Le Président est mort, mais je déconseille à ses adversaires de trop pavoiser. Il se pourrait que le vieux mage leur ait laissé, quelque part, une mauvaise surprise.

Comme à peu près deux millions de citoyens et citoyennes, parmi les plus lucides, J’ai voté pour lui. Son challenger de l’époque, eût-il été à sa mesure, j’aurais voté résolument pour BCE. Il était éminemment cultivé et, contrairement à plus d’un, il connaissait ses « Moallaqât ». J’y reviendrai.

Il n’était pas sans savoir que ses nombreux électeurs se disaient déçus. Pas moi. Ou plutôt, moi aussi, mais pas pour les mêmes raisons. On lui reproche les promesses non tenues, mais surtout sa « compromission » avec Nahdha. Moi, qui sais que la politique est l’art du possible, je ne lui tenais pas grief de ce malencontreux et inévitable compromis. Mais le Cheikh, c’est là son moindre défaut, l’a ignominieusement trahi. L’illustre victime aurait dû le prévoir et agir en conséquence.
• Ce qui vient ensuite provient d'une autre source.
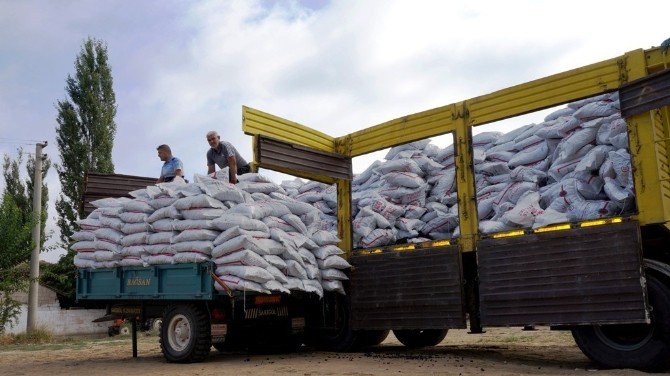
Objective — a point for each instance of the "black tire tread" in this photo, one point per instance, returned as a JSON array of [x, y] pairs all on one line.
[[203, 341], [652, 357]]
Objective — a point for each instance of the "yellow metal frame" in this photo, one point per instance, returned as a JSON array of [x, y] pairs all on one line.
[[649, 134]]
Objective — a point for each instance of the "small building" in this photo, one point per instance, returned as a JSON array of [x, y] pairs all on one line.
[[58, 321]]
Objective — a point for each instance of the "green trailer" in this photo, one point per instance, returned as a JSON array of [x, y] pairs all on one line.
[[195, 315]]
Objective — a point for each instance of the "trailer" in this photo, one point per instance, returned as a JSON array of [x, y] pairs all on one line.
[[606, 280], [195, 315]]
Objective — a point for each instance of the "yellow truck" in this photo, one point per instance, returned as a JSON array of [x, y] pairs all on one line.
[[606, 280]]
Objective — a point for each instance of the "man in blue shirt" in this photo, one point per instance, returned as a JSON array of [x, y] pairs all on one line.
[[172, 166], [223, 154]]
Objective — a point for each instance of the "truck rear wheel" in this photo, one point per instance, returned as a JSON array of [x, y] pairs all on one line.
[[185, 334], [415, 338], [640, 346]]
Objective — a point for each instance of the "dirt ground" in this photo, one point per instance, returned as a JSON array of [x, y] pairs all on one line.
[[507, 351]]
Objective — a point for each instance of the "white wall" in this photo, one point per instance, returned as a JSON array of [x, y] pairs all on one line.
[[62, 322]]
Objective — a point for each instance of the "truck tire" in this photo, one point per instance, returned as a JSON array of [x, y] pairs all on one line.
[[415, 338], [185, 335], [156, 324], [641, 346], [370, 338]]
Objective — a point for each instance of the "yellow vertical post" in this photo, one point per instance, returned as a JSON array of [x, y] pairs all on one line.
[[344, 215], [648, 133], [465, 179], [255, 156]]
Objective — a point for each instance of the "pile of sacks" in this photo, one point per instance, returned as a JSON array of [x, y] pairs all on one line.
[[259, 238], [573, 166], [266, 237]]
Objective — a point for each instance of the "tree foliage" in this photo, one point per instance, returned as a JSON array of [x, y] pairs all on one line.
[[15, 250], [86, 130], [22, 190], [16, 222], [85, 138]]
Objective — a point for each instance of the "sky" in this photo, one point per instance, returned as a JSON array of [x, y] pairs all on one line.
[[182, 68]]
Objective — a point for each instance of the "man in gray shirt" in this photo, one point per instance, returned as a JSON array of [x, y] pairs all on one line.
[[224, 154]]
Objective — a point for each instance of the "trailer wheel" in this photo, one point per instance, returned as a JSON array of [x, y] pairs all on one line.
[[415, 338], [156, 325], [185, 334], [640, 346], [370, 338]]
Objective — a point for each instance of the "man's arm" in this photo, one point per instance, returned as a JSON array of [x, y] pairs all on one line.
[[232, 170], [210, 164]]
Pour autant, cela fait longtemps que je suis démangé par une série d’interrogations. Je ne comprends pas comment le grand parti prometteur qu’il a su créer, à partir de rien, ou presque, s’est littéralement disloqué. Il en était le géniteur, tout autant que celui de sa propre progéniture. Il semble avoir préféré les liens du sang à ceux du sens. Avec son aura et son expérience de négociateur chevronné, il aurait pu empêcher son effritement. Des cadres de haute valeur ont été acculés au départ. Un chef de gouvernement qu’il s’était lui-même choisi s’est détaché. Il ne lui était pas impossible d’empêcher sa désaffection. Plus largement, je connais nombre de ses amis, qui, se sentant négligés, se sont, non sans chagrin, sur la pointe des pieds, éloignés de lui.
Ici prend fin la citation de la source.